Regardless, you must immediately get your own attorney and consider filing a lawsuit for specific performance. This means that you are ready, willing and able to go to settlement (closing — called "escrow" in many western states) and are asking the judge to force the sellers to convey the property to you. If applicable in your state, your lawyer should immediately file what is known as a "lis pendens," and record it among the land records in the jurisdiction where the property is located. This is Latin for "lawsuit pending." By recording this, it puts the world on notice that you are challenging the seller, and thus makes it very difficult — if not impossible — for the seller to sell the house to anyone else.

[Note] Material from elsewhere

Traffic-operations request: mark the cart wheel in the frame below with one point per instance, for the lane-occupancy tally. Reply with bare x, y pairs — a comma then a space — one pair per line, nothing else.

But once you file the lawsuit and the lis pendens, you (or your attorney) should try to talk to the sellers, and see if an acceptable compromise can be reached. Perhaps they will allow the property to be sold to you, on the condition that they can stay in the property for a reasonable period of time.
Hopefully, faced with a lawsuit, your sellers may be more realistic.
DEAR BENNY: My mom has owned her home for 30 years and it has gone up in value. My grandma passed away about a year ago and my mom moved into her home. My brother is living in my mom’s home. My mom would like to sell the home to my brother, but he currently does not have the credit to be able to get a loan for the home because of a bankruptcy four years ago.
One idea I had was to do a land contract so that he could make payments on the home until his credit was good enough to get a regular loan. My question is: In land contracts, does the taxable event occur at the time the land contract is signed or at the end of the contract when actual title is transferred? Because she will likely officially sell the home after two years of residing in it, she would like to avoid paying capital gains tax on the equity gained from the sale. Would a land contract work? –Amanda
DEAR AMANDA: Any tax-related questions must be answered by your own tax advisors, as each case has different facts. I can provide only general advice.
A land sales contract — also known as an "installment sales contract" — is an arrangement where the seller prepares a deed to the property, and the deed is held in escrow (usually by the seller’s attorney) until such time as the buyer can come up with all of the sales proceeds. In some states, the contract must be recorded among the local land records.
The tax law is very clear that the sale for tax purposes takes place when the deed is put in escrow. Thus I would take the position that your mother would be able to take advantage of the up-to-$250,000 exclusion of gain.
One note of caution: If there is a mortgage on the property, a land sales contract will trigger the "due on sale" clause. However, because this would be a transaction between mother and son, the lender cannot call the loan due. On the other hand, if the transaction were with a stranger, the lender would have the right to accelerate the loan.